Atlassian ビジネスデベロップメントスペシャリストの大澤俊介氏

 最新版では、Wikiマークアップ記法のエディタとWYSIWYG形式のエディタを統合。マークアップ記法で書いた書式を即座に適用する「オートフォーマット」機能をはじめ、Twitterのように冒頭にアットマークをつけてユーザー名を指定することで、コンテンツについて知らせる「@メンション」機能、リッチコンテンツを容易に挿入できる「オートコンプリート」機能などを実装。さらにドラッグアンドドロップやコピーアンドペーストを使ったファイルの添付や埋め込みなどを実現。表については、縦横でセル結合も可能となった。「新しいユーザーでもワープロさえ使えれば(Confluenceを)使える。一方でパワーユーザーも満足させるエディタになった」(大澤氏)

 ホスティング版とオンプレミス版の2種類をラインアップ。価格は、10ユーザーまでであれば1000円で、利用料については、全額を寄付に回すという。11ユーザー以上100ユーザーまでは32万円。以降ユーザー数により段階的に料金を設定しているが、2001ユーザー以上の場合は168万円で無制限に利用できる。ライセンスは買い切りで、2年目以降はメンテナンスライセンスとして、初年度の50%の金額がかかる(10ユーザーまでの場合は1000円)。また、学術機関での利用は半額。非営利団体やオープンソースソフトウェアプロジェクトなどでは無料で利用できる。30日間無料ですべての機能を利用できる評価版も提供する。

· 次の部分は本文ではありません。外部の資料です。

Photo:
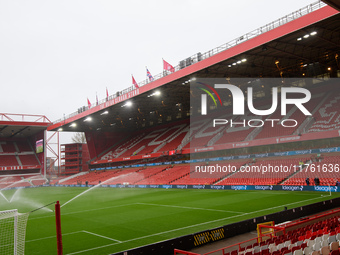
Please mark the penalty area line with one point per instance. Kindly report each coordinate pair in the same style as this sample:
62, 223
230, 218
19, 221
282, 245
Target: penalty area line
192, 208
91, 233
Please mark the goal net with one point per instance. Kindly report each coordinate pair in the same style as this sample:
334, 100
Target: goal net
12, 232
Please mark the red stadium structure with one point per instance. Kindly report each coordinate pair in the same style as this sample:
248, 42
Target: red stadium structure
23, 140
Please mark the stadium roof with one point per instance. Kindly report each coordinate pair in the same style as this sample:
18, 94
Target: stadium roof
334, 3
22, 125
298, 45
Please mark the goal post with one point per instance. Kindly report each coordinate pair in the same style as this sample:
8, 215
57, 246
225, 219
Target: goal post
12, 232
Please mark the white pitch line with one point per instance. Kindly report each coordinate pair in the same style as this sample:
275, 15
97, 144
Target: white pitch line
193, 208
88, 232
195, 225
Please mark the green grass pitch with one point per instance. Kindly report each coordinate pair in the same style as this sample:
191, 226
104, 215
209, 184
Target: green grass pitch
109, 220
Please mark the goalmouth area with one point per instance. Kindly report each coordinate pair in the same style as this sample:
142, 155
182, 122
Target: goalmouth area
112, 220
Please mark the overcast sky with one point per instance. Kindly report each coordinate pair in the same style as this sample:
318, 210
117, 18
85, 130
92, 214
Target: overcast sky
56, 54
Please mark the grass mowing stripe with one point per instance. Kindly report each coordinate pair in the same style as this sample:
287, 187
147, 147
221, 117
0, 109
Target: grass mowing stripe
191, 208
195, 225
102, 236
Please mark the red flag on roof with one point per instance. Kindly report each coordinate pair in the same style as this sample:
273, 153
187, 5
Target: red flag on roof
168, 67
134, 82
88, 103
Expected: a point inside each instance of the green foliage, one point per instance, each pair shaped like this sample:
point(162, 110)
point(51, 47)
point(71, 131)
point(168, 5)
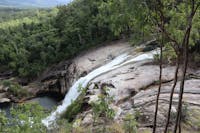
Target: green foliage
point(101, 107)
point(25, 118)
point(76, 106)
point(130, 124)
point(15, 89)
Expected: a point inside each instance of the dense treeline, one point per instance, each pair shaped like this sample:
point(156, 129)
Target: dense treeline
point(35, 39)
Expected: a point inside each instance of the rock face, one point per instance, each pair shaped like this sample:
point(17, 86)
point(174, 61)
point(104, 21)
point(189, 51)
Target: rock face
point(133, 86)
point(61, 77)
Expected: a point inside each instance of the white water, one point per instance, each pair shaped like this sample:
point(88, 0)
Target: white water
point(83, 81)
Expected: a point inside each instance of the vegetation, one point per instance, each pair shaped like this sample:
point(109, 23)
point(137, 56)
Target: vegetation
point(33, 39)
point(25, 118)
point(15, 89)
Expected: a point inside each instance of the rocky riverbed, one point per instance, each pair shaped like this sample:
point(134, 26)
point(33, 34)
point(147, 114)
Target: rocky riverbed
point(133, 86)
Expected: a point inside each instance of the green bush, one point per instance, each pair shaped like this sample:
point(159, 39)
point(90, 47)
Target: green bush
point(15, 89)
point(25, 118)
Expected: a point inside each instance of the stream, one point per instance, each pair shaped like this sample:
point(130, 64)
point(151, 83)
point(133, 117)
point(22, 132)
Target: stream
point(74, 92)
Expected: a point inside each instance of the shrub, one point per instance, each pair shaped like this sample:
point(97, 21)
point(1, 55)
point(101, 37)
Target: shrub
point(130, 124)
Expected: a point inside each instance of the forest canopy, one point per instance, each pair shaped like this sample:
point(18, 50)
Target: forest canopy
point(33, 39)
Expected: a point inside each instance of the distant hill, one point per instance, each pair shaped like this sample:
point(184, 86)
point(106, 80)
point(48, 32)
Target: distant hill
point(32, 3)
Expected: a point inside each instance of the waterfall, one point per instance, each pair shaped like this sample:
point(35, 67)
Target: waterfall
point(74, 92)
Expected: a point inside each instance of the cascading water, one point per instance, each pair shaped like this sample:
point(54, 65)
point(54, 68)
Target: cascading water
point(83, 82)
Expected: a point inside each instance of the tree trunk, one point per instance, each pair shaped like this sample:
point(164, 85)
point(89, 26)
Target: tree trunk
point(172, 92)
point(159, 88)
point(185, 45)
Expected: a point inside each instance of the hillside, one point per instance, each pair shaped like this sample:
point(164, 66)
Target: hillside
point(32, 3)
point(107, 66)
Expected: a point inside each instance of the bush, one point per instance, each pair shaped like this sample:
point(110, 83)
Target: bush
point(130, 124)
point(15, 89)
point(25, 118)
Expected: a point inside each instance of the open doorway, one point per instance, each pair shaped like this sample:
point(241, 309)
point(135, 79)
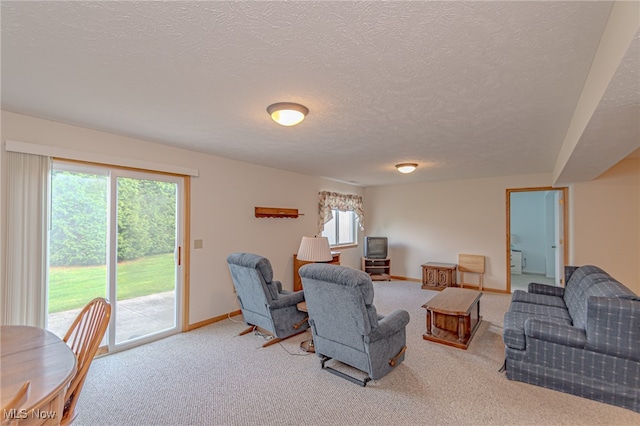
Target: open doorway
point(536, 236)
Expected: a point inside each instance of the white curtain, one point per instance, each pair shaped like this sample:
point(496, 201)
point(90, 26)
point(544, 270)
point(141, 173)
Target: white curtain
point(24, 291)
point(343, 202)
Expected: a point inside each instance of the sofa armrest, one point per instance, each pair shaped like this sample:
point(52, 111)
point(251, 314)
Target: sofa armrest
point(286, 300)
point(549, 290)
point(561, 334)
point(389, 325)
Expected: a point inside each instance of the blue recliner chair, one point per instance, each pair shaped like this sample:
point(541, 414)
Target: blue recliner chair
point(345, 324)
point(263, 302)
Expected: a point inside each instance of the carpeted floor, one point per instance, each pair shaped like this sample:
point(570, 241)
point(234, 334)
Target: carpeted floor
point(210, 376)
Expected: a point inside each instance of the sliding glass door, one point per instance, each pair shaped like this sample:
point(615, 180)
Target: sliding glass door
point(115, 233)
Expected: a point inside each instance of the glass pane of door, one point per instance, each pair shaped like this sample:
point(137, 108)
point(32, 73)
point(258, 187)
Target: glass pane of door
point(77, 243)
point(146, 269)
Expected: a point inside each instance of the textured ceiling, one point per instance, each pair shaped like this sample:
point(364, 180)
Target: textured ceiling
point(465, 89)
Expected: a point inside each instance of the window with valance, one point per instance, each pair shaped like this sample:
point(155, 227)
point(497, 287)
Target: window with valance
point(344, 202)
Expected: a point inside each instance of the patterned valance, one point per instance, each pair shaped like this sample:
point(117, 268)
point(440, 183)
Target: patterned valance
point(343, 202)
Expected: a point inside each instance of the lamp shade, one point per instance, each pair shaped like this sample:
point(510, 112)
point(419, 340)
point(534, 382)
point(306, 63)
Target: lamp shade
point(314, 249)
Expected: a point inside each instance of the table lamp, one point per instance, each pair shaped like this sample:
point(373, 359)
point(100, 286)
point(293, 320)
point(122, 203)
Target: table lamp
point(314, 249)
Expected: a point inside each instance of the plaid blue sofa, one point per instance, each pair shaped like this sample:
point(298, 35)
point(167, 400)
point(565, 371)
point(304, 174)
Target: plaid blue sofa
point(583, 339)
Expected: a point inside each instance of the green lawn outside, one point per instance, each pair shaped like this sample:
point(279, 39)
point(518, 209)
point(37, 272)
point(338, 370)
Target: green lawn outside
point(73, 287)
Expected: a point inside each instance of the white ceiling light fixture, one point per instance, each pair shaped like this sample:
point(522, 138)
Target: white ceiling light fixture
point(287, 113)
point(406, 167)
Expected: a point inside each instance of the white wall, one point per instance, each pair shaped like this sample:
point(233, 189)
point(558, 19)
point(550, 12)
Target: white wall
point(433, 222)
point(606, 222)
point(223, 198)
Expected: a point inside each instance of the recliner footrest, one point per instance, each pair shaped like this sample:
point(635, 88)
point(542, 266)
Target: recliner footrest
point(362, 383)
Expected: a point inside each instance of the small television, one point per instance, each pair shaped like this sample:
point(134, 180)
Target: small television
point(375, 247)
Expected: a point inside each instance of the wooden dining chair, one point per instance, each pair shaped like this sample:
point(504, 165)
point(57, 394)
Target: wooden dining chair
point(84, 337)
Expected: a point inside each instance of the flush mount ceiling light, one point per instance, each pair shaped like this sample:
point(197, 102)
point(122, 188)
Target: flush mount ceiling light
point(406, 167)
point(287, 113)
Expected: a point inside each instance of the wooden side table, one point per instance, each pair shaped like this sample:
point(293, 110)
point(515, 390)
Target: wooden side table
point(438, 276)
point(297, 281)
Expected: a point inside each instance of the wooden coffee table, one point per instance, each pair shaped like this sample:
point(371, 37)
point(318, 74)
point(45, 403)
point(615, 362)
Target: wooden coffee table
point(453, 316)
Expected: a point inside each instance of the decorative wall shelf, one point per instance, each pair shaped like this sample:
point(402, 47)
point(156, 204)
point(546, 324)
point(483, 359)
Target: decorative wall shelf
point(277, 212)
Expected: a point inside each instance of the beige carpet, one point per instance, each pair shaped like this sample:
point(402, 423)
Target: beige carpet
point(210, 376)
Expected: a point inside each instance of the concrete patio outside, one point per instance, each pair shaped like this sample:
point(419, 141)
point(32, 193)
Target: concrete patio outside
point(135, 317)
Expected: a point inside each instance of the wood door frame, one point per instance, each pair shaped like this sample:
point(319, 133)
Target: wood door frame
point(565, 219)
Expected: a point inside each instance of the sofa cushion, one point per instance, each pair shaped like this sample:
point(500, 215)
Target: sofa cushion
point(574, 290)
point(597, 285)
point(513, 333)
point(543, 310)
point(538, 299)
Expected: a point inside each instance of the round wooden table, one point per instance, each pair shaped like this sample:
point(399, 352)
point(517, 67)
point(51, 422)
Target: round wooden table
point(31, 354)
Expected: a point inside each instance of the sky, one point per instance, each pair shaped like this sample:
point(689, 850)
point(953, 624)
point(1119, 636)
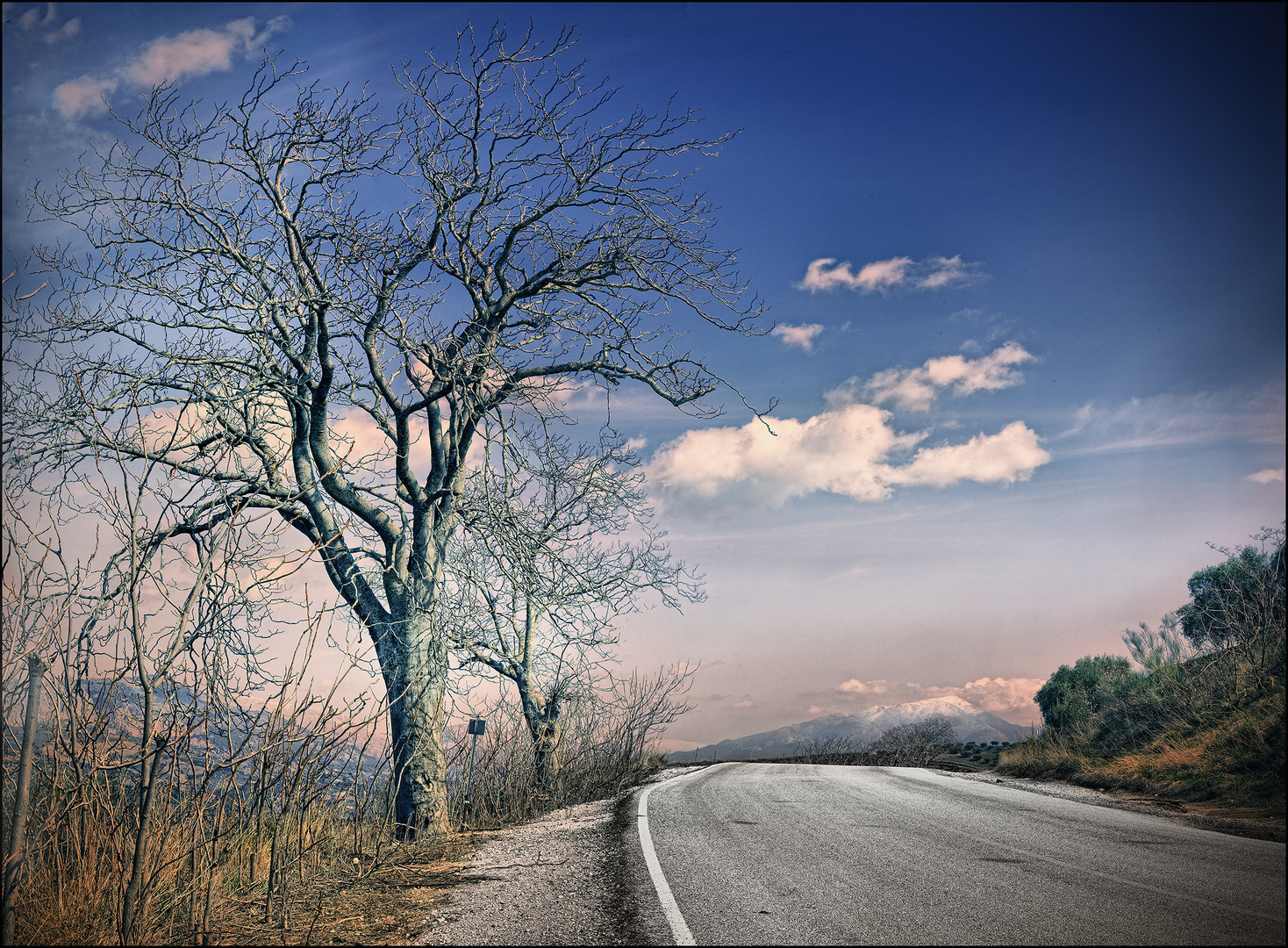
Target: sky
point(1024, 268)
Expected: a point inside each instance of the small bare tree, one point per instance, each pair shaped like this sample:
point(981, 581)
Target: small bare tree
point(333, 302)
point(542, 572)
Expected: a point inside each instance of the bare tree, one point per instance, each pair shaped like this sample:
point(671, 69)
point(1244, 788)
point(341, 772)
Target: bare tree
point(333, 302)
point(542, 572)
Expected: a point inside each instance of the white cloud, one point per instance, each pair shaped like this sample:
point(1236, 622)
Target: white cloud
point(1005, 457)
point(79, 97)
point(31, 17)
point(798, 335)
point(1010, 699)
point(192, 53)
point(844, 451)
point(65, 32)
point(916, 389)
point(168, 58)
point(898, 272)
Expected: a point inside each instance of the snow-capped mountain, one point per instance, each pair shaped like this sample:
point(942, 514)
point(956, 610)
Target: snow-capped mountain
point(970, 722)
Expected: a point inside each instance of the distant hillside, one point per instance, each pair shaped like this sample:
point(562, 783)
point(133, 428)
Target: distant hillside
point(970, 722)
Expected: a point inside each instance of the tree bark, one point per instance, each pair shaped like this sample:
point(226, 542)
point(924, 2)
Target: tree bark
point(413, 660)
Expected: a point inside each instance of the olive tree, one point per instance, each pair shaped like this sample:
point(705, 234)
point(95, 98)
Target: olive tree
point(545, 565)
point(333, 302)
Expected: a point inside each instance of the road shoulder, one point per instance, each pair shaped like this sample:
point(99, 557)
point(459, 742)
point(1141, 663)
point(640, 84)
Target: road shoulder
point(552, 881)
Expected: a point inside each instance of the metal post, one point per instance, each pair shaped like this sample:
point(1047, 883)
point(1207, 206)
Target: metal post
point(476, 727)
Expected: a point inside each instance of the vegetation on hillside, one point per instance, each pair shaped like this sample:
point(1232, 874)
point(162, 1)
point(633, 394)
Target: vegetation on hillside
point(1197, 711)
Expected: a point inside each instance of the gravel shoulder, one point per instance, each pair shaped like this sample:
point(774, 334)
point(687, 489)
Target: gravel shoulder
point(559, 880)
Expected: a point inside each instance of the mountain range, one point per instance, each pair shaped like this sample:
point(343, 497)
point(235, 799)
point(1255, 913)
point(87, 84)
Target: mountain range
point(969, 722)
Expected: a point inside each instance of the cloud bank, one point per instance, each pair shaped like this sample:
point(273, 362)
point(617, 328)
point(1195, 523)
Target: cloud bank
point(895, 273)
point(847, 451)
point(168, 58)
point(1010, 699)
point(916, 389)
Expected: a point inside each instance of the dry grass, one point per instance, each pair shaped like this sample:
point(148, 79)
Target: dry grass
point(1232, 760)
point(299, 848)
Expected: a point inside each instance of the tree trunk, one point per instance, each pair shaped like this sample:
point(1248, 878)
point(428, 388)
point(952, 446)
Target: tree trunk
point(413, 660)
point(545, 752)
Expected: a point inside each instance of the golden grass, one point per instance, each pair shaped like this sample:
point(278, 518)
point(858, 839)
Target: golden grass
point(1234, 759)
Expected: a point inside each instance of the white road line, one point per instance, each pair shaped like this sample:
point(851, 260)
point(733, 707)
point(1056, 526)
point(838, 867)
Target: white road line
point(679, 928)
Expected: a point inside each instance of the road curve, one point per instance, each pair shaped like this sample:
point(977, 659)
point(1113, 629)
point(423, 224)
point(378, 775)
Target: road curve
point(801, 854)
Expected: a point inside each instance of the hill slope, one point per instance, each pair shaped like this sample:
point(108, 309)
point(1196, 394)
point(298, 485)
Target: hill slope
point(970, 722)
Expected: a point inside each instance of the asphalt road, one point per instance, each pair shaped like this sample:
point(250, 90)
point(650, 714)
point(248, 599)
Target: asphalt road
point(798, 854)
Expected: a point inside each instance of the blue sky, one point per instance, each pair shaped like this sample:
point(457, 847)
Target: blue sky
point(1076, 316)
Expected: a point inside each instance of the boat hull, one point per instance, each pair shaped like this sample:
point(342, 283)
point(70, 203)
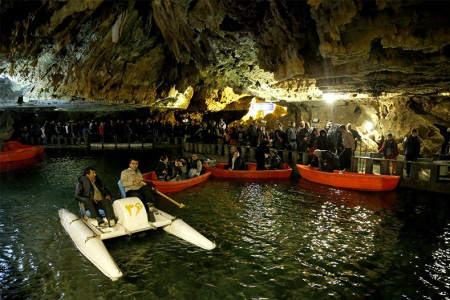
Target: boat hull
point(89, 244)
point(131, 218)
point(250, 173)
point(15, 151)
point(349, 180)
point(173, 186)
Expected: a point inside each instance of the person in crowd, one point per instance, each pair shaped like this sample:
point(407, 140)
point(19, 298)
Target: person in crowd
point(179, 170)
point(252, 134)
point(312, 141)
point(274, 161)
point(135, 186)
point(389, 149)
point(411, 149)
point(348, 144)
point(302, 137)
point(336, 139)
point(162, 170)
point(237, 163)
point(261, 153)
point(222, 124)
point(324, 160)
point(93, 194)
point(355, 134)
point(279, 137)
point(195, 166)
point(241, 136)
point(263, 135)
point(291, 136)
point(230, 157)
point(322, 141)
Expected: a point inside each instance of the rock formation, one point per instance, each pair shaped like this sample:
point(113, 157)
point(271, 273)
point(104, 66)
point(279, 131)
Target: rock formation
point(385, 61)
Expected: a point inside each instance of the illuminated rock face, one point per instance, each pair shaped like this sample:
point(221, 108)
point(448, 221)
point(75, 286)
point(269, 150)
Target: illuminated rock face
point(388, 58)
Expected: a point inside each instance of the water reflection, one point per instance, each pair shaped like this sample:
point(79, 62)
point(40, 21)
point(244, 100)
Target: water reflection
point(276, 240)
point(373, 201)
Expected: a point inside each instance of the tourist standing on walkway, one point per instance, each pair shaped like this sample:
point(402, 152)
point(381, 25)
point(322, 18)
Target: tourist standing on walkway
point(291, 136)
point(133, 182)
point(411, 149)
point(348, 144)
point(389, 149)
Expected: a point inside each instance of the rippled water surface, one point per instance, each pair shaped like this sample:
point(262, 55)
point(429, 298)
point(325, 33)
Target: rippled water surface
point(275, 240)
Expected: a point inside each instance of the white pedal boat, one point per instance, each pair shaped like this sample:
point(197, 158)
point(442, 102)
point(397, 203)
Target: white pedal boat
point(131, 218)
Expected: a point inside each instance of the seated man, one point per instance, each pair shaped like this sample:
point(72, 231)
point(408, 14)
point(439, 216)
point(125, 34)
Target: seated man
point(324, 160)
point(237, 163)
point(230, 157)
point(274, 161)
point(91, 192)
point(179, 170)
point(134, 185)
point(195, 166)
point(162, 168)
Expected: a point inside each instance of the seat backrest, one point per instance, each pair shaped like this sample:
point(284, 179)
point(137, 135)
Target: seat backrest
point(82, 209)
point(122, 189)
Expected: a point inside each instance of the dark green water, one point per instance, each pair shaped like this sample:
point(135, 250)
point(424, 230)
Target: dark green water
point(275, 240)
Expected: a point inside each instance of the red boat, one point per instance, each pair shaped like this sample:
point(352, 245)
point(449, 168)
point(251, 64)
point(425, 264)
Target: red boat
point(173, 186)
point(250, 173)
point(349, 180)
point(15, 151)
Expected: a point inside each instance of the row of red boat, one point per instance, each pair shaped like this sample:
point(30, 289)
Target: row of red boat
point(348, 180)
point(15, 151)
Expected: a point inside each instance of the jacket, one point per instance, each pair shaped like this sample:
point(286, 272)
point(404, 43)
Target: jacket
point(85, 190)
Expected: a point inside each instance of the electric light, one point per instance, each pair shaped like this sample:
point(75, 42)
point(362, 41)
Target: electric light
point(368, 127)
point(329, 97)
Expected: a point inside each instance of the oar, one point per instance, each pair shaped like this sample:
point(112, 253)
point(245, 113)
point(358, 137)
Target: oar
point(180, 205)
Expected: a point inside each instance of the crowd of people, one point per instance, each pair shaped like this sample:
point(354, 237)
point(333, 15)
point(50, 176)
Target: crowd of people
point(338, 139)
point(93, 195)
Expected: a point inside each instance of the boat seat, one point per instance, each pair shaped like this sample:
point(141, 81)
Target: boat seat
point(122, 189)
point(83, 211)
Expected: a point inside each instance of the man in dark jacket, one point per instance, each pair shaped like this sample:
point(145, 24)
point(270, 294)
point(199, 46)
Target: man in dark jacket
point(162, 168)
point(325, 160)
point(411, 148)
point(91, 192)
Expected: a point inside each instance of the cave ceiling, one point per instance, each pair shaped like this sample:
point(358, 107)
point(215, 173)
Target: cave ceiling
point(210, 53)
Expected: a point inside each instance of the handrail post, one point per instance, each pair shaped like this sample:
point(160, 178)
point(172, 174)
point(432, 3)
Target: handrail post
point(415, 168)
point(295, 156)
point(305, 158)
point(354, 166)
point(434, 172)
point(384, 167)
point(399, 168)
point(369, 166)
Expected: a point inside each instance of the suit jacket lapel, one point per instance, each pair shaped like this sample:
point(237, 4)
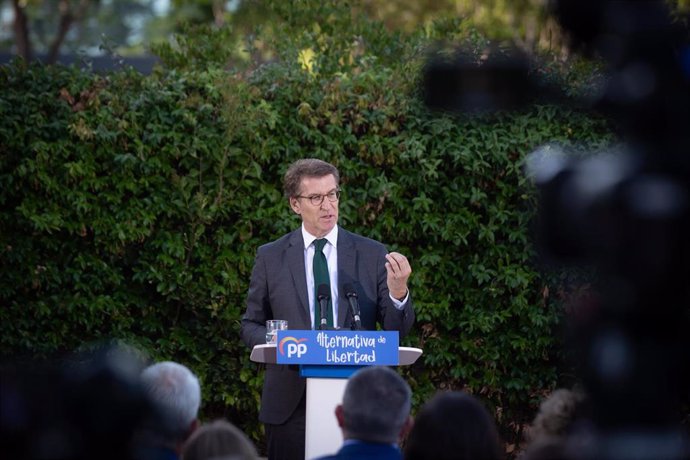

 アトラシアンはまた、10月7日にSourceTreeの買収も発表している。SourceTreeは分散バージョン管理システムのGitとMercurialのリポジトリを管理するMac用クライアント「SourceTree」を提供する企業。アトラシアンでは今回の買収に伴い、期間限定でSourceTreeを無料で提供する。Mac App StoreおよびSourceTreeウェブサイトからダウンロード可能だ。